Flash info du 28 mai : en l’absence d’engagement d’IBM à vouloir partager la valeur ajoutée avec les salariés ne prenant pas le plan, la CFDT ne signe pas. La CFDT ne s’oppose pas aux départs mais elle assure l’accompagnement des salariés qui vont continuer à travailler à IBM.

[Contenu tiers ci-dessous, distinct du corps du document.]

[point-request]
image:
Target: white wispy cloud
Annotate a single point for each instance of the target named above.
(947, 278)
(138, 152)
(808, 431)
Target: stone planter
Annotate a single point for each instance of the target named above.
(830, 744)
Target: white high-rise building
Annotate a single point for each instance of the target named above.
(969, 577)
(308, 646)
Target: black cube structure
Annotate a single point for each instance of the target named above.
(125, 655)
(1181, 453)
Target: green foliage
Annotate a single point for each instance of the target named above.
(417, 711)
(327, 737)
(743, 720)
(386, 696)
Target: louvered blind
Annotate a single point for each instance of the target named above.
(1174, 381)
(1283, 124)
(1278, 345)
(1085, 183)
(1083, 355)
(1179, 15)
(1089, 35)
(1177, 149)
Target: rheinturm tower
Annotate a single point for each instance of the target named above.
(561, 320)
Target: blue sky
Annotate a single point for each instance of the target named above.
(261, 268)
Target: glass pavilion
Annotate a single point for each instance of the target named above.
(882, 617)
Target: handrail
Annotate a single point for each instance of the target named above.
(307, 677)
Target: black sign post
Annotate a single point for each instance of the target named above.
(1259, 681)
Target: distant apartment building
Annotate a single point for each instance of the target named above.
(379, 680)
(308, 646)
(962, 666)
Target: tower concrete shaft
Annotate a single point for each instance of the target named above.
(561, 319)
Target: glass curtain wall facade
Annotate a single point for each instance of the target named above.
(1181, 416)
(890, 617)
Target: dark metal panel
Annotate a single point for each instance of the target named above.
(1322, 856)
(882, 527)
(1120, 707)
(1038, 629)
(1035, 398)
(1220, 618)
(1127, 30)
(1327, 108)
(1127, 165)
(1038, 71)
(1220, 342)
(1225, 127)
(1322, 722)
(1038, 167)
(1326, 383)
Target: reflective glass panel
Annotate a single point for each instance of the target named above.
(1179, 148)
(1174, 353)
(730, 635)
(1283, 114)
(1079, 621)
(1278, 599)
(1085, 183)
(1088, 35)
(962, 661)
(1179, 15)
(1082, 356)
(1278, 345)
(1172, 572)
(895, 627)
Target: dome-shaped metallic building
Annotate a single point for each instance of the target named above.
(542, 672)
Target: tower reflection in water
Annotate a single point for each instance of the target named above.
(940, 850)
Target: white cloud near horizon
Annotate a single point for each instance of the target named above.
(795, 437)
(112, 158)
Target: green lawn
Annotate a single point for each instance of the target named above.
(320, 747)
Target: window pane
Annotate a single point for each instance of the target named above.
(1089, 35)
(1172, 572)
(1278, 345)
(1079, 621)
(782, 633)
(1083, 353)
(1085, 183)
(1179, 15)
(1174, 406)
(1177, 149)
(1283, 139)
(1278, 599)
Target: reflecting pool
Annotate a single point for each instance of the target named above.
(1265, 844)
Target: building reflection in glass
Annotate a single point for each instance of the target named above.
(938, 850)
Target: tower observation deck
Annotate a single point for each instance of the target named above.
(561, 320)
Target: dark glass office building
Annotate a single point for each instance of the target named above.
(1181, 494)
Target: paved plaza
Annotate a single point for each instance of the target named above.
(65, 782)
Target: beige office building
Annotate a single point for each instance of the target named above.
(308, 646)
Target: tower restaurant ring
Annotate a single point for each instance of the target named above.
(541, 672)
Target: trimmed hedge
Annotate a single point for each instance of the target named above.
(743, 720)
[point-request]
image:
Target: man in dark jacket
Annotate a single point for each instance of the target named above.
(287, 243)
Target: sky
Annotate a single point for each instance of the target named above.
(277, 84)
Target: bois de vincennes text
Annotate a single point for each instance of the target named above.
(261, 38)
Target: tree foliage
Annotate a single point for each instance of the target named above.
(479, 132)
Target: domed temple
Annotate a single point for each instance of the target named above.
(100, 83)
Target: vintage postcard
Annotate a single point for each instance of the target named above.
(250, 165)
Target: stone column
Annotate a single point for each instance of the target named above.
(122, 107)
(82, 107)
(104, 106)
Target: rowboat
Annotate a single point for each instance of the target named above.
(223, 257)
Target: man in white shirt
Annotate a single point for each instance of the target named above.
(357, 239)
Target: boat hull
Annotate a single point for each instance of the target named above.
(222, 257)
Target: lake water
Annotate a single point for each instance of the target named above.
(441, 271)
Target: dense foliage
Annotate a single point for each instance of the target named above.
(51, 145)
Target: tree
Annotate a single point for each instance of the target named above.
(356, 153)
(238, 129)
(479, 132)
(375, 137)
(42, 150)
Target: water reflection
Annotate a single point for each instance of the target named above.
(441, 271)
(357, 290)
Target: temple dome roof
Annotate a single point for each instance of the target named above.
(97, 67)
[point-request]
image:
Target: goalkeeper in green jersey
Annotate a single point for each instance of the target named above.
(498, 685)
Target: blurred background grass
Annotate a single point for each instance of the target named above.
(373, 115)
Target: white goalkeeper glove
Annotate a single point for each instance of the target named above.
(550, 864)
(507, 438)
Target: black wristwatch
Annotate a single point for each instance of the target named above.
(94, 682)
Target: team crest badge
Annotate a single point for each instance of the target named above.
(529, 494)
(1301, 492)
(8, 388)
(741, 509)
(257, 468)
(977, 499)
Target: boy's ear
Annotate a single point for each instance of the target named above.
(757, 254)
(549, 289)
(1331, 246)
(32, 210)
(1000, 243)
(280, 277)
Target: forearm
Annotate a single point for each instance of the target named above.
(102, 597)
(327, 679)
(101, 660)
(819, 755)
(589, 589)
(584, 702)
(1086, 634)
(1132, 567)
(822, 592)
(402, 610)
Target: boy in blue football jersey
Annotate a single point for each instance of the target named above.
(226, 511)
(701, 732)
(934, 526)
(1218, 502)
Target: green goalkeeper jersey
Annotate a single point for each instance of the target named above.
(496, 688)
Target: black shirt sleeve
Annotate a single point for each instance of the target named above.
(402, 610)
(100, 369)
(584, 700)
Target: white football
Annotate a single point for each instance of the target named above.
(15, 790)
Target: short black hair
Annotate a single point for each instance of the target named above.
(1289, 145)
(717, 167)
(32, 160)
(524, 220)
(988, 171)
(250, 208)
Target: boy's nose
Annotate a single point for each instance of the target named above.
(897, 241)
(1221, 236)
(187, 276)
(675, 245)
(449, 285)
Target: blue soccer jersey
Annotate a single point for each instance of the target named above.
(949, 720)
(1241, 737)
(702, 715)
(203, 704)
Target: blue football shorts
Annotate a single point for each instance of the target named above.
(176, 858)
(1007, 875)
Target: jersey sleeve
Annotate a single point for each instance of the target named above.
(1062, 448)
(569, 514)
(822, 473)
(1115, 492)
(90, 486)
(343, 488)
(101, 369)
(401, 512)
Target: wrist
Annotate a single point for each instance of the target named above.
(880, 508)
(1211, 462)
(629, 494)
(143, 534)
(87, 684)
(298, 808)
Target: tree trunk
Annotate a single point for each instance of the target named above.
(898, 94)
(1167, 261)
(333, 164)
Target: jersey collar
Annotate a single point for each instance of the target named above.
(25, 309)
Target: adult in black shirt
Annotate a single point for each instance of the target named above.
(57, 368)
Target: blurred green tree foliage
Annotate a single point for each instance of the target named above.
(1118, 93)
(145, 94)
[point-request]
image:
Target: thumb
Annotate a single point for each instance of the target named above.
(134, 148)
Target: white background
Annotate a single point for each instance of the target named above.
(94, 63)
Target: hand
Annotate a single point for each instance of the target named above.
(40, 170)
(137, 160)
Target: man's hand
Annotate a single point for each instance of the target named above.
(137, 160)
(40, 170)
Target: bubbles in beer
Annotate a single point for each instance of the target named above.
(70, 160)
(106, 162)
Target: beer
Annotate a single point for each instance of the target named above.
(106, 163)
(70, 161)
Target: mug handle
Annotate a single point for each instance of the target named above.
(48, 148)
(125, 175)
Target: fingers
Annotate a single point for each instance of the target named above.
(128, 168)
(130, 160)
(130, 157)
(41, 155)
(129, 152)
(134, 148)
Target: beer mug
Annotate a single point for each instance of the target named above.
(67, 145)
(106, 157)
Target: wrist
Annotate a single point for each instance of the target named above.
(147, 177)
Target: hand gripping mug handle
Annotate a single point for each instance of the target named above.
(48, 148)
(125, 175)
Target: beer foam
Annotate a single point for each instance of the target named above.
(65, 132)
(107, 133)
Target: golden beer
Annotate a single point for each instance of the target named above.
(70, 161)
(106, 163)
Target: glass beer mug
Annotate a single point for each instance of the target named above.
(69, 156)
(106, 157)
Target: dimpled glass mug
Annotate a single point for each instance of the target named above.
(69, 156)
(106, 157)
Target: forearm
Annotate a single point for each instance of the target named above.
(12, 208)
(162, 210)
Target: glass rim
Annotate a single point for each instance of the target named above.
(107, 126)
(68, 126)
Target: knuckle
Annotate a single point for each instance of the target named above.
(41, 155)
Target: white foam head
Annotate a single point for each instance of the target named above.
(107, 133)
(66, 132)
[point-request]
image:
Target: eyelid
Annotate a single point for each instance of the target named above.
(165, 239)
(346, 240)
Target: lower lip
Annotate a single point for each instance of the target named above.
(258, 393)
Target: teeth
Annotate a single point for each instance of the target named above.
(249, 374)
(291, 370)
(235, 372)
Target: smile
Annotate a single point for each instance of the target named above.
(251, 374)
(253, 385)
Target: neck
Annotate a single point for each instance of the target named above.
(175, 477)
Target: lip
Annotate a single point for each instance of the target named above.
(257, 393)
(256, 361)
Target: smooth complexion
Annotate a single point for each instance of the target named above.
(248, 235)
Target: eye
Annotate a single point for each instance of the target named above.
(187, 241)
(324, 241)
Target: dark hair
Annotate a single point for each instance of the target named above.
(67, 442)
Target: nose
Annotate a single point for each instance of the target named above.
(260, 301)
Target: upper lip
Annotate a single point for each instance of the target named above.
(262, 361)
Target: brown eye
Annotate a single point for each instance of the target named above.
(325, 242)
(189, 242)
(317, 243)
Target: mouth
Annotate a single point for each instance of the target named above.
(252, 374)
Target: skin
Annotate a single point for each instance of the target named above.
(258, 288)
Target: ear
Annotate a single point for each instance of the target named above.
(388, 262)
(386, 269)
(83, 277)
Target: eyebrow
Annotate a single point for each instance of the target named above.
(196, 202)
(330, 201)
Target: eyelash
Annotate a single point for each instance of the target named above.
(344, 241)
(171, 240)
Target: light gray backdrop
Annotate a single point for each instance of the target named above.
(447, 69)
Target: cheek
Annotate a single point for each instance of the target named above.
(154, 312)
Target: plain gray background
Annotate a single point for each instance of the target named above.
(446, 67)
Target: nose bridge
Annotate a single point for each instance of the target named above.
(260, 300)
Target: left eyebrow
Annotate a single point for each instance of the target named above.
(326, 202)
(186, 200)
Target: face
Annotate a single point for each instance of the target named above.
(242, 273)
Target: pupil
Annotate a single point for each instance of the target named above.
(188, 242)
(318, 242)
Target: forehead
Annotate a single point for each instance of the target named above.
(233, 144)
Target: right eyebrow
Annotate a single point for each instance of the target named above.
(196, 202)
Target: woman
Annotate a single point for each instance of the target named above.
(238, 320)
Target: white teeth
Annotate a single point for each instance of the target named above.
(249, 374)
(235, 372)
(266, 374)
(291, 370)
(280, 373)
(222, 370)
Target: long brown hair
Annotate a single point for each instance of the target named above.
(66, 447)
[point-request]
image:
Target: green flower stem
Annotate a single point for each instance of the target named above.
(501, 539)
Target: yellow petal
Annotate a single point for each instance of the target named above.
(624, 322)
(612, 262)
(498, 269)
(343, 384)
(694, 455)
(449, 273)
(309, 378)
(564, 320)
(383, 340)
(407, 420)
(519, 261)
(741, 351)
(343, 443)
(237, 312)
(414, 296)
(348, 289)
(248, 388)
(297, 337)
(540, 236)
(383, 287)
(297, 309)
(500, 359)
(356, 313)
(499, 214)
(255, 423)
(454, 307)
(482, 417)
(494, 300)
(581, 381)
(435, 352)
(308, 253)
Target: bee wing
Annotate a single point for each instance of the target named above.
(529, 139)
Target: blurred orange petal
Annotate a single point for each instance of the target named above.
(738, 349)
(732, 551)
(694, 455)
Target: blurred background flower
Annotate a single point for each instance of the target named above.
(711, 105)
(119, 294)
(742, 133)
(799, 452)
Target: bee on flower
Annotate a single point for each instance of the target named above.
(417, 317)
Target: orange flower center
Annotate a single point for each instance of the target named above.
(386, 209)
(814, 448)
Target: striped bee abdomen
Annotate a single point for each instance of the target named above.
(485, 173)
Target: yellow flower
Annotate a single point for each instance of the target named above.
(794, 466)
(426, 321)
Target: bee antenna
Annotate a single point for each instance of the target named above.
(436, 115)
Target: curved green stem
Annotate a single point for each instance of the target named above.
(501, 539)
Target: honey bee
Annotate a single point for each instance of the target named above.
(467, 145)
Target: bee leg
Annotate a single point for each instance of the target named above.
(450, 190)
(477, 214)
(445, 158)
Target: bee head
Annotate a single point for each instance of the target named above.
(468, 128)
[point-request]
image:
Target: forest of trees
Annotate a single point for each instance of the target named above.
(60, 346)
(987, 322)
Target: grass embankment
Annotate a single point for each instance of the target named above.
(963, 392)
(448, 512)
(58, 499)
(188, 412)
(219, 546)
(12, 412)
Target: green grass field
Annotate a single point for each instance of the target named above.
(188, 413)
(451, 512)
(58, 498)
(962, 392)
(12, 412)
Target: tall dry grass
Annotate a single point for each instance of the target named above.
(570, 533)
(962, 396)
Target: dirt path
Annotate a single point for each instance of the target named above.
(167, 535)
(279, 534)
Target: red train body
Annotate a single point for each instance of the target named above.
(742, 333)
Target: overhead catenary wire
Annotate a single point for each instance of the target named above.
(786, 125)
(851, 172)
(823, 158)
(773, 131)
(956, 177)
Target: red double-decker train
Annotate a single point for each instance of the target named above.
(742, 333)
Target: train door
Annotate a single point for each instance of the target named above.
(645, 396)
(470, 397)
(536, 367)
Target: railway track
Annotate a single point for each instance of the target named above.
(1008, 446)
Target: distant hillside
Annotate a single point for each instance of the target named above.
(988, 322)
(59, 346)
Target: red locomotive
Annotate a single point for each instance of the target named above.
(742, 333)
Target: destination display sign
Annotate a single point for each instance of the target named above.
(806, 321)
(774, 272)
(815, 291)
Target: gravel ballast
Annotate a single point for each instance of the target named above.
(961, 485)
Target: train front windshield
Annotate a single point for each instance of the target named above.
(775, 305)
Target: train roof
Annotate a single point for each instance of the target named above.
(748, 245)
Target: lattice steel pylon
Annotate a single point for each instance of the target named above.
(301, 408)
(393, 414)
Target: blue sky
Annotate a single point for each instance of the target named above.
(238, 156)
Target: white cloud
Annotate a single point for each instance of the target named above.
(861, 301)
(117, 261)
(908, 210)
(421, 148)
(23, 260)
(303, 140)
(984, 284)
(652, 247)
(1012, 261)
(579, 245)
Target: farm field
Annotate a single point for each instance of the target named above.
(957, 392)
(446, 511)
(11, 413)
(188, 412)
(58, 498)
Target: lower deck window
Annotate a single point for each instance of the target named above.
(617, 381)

Les négociations d’un accord portant sur une Rupture Conventionnelle Collective sont quasiment terminées.
Le CSEC extraordinaire programmé ce lundi 27 Mai permet de partager les informations définitives concernant la validation par signature majoritaire des OS Représentatives.
Nous rappelons que la CFDT ne cautionne pas une accélération des réductions d’effectifs de l’entreprise.
Néanmoins, dans le but d’améliorer les conditions de départ des volontaires à ce dispositif et d’obtenir des contreparties positives pour les salariés restants à IBM France,
la CFDT a soumis à la Direction les revendications suivantes lors du CSE-C du 22 mai:

1/ Mesures en faveur des salariés restants
– Modifier la formule de calcul de la Participation afin que celle-ci déclenche selon plusieurs critères: Versement de réserves IBM France à IBM Corp. Bénéfice net positif. Distribution de RSU (Stock Options) aux executives; avec déclenchement à partir de 2020.
– Versement d’une “Prime Macron” de 1000€ à tous les salariés ne percevant pas de RSU.
– Mettre en place un accord d’intéressement ou autre (perco, cet, …)
– Renforcer les programmes de formation pour maintenir une employabilité effective des salariés dans le cadre de la GPEC.

2/ Rupture Conventionnelle Collective
– Allonger la durée de congé de mobilité de 3 mois minimum, pour chaque tranche d’âge; ie. passer de 6 à 9 et de 8 à 11 mois.

A ce jour, et suite aux réunions de négociation, la CFDT constate que la Direction a répondu partiellement à nos propositions concernant le projet de Rupture Conventionnelle Collective, par contre la convocation aux trois réunions de « négociation » sur le partage de la valeur ajoutée n’apporte aucune garantie pour les salariés restants.

A ce stade de la négociation, la CFDT ne peut s’engager à signer ce nième dispositif qui accélère les départs des salariés de l’entreprise et n’offre aucune contrepartie pour les salariés restants.

La CFDT rappelle que les derniers déclenchements de la participation (au titre des années précédentes) ont été versés aux salariés en avril 2011, avril 2012 et mai 2013.
A partir de 2013, les dispositifs de réduction d’effectifs se sont ensuite enchainés : PSE 2013, PDV 2014, PDV 2015, PSE 2016, RCC et MFDC en 2018 et maintenant RCC 2019 faisant payer aux salariés restants les coûts afférents (financiers et psychologiques).
Depuis 2013, le partage des bénéfices ne s’est plus opéré en dehors du cercle : actionnaires, corporation et execs.
IBM France reverse annuellement des sommes conséquentes à IBM Corporation dont 820 Millions d’€ ces derniers 18 mois, pris sur les réserves de l’entreprise.
La CFDT ne s’oppose pas aux départs volontaires de salariés dans des dispositions acceptables, à la hauteur d’une société comme IBM.
La CFDT demande le partage de la valeur ajoutée avec l’ensemble des acteurs de l’entreprise.
Dans la continuité de notre engagement à soutenir l’ensemble des salariés, la CFDT reste à l’écoute de la direction.